End-to-end wiring for a Bedrock + OpenSearch Serverless + CloudWatch RAG stack.

What you need

  • An OpenSearch Serverless collection with a k-NN index that stores per-call embeddings and a timestamp field.
  • IAM credentials with read access to that collection and cloudwatch:PutMetricData.
  • pip install 'ragdrift-py[opensearch,aws]'

The loop

import os
import boto3
from opensearchpy import OpenSearch, RequestsHttpConnection

from ragdrift import EmbeddingDrift, DriftReport
from ragdrift.adapters import OpenSearchAdapter
from ragdrift.adapters.opensearch import OpenSearchWindow
from ragdrift.exporters import CloudWatchExporter

os_client = OpenSearch(
    hosts=[os.environ["RAGDRIFT_OS_HOST"]],
    connection_class=RequestsHttpConnection,
    timeout=30,
)
adapter = OpenSearchAdapter(
    client=os_client,
    index="rag-prod-embeddings",
    embedding_field="embedding",
    timestamp_field="@timestamp",
)
baseline_emb, current_emb = adapter.fetch_pair(
    baseline=OpenSearchWindow("2026-04-01T00:00:00Z", "2026-04-08T00:00:00Z"),
    current=OpenSearchWindow("2026-05-01T00:00:00Z", "2026-05-08T00:00:00Z"),
    sample_size=2000,
)

score = EmbeddingDrift(threshold=0.05).detect(baseline_emb, current_emb)
report = DriftReport([score], baseline_emb.shape[0], current_emb.shape[0])

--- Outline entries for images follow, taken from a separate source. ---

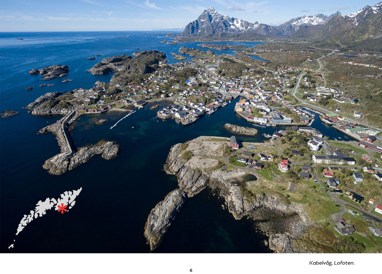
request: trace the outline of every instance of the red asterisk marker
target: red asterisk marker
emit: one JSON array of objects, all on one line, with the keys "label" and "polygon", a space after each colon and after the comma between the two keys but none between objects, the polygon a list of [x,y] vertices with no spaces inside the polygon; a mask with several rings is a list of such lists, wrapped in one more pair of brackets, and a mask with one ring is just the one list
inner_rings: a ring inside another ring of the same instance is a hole
[{"label": "red asterisk marker", "polygon": [[64,204],[63,203],[62,203],[61,205],[59,205],[58,206],[58,209],[57,210],[59,212],[60,211],[61,211],[61,213],[63,214],[64,214],[64,210],[65,210],[65,212],[66,212],[66,211],[68,211],[67,209],[65,209],[65,207],[66,207],[66,205],[64,205]]}]

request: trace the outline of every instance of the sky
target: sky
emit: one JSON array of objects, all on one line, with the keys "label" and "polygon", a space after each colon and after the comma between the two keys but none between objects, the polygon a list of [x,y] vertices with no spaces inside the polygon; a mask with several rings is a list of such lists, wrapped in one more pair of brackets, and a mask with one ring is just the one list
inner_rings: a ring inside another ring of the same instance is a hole
[{"label": "sky", "polygon": [[222,15],[276,25],[303,15],[343,15],[378,0],[0,0],[0,31],[150,30],[184,28],[213,6]]}]

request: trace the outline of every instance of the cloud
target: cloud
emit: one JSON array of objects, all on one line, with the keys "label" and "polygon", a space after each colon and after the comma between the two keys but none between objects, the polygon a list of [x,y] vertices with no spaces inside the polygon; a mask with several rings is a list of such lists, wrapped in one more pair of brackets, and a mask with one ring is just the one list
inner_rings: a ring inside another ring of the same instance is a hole
[{"label": "cloud", "polygon": [[154,10],[163,10],[162,8],[159,8],[154,3],[150,3],[149,0],[146,0],[146,2],[143,3],[143,5],[147,8],[153,8]]},{"label": "cloud", "polygon": [[240,6],[228,6],[224,9],[225,10],[245,10],[245,9],[242,8]]},{"label": "cloud", "polygon": [[340,6],[334,7],[333,10],[347,10],[348,8],[349,8],[349,7],[346,6]]}]

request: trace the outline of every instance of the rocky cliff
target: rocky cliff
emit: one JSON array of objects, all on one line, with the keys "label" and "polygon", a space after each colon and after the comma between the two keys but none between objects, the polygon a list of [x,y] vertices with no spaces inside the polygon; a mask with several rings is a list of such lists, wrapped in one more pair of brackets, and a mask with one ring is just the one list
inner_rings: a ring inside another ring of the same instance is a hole
[{"label": "rocky cliff", "polygon": [[64,77],[68,75],[69,68],[66,65],[53,65],[42,69],[33,69],[28,72],[30,74],[39,74],[44,78],[43,80],[50,80],[57,77]]},{"label": "rocky cliff", "polygon": [[277,252],[299,252],[293,245],[293,239],[299,237],[310,225],[302,208],[281,194],[253,193],[231,183],[232,178],[242,177],[251,171],[219,168],[221,166],[216,159],[223,157],[227,140],[201,136],[171,148],[165,170],[176,176],[179,189],[170,192],[150,213],[144,235],[151,250],[157,246],[166,228],[186,198],[208,186],[217,190],[224,197],[234,218],[238,220],[247,216],[254,220],[269,237],[270,248]]},{"label": "rocky cliff", "polygon": [[255,136],[259,133],[259,131],[253,128],[241,127],[229,123],[225,124],[223,127],[230,132],[238,135]]},{"label": "rocky cliff", "polygon": [[132,81],[137,77],[154,71],[160,61],[165,62],[167,56],[157,50],[136,52],[129,55],[118,55],[102,59],[86,71],[93,75],[100,75],[116,72],[111,83]]}]

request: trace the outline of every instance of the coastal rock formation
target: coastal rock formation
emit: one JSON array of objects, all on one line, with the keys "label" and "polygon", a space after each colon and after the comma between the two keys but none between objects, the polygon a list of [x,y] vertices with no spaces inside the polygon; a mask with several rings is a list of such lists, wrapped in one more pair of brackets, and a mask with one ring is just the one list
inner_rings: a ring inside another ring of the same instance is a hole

cw = boto3.client("cloudwatch", region_name="us-east-1")
CloudWatchExporter(
    client=cw,
    namespace="rag/drift",
    dimensions=[{"Name": "service", "Value": "ask-anything"}],
).record(report)

Schedule it

Run hourly via EventBridge -> Lambda, or as a sidecar on your ingestion service. The Rust core takes single-digit milliseconds for 2000-vector samples, so this is not a meaningful tax on your pipeline.

Alarming

The exporter publishes RagDrift_embedding (raw score) and RagDrift_embedding_exceeded (0/1) per dimension. Alarm on the raw score with your own threshold, or on _exceeded == 1 if you want to honor the threshold configured in code.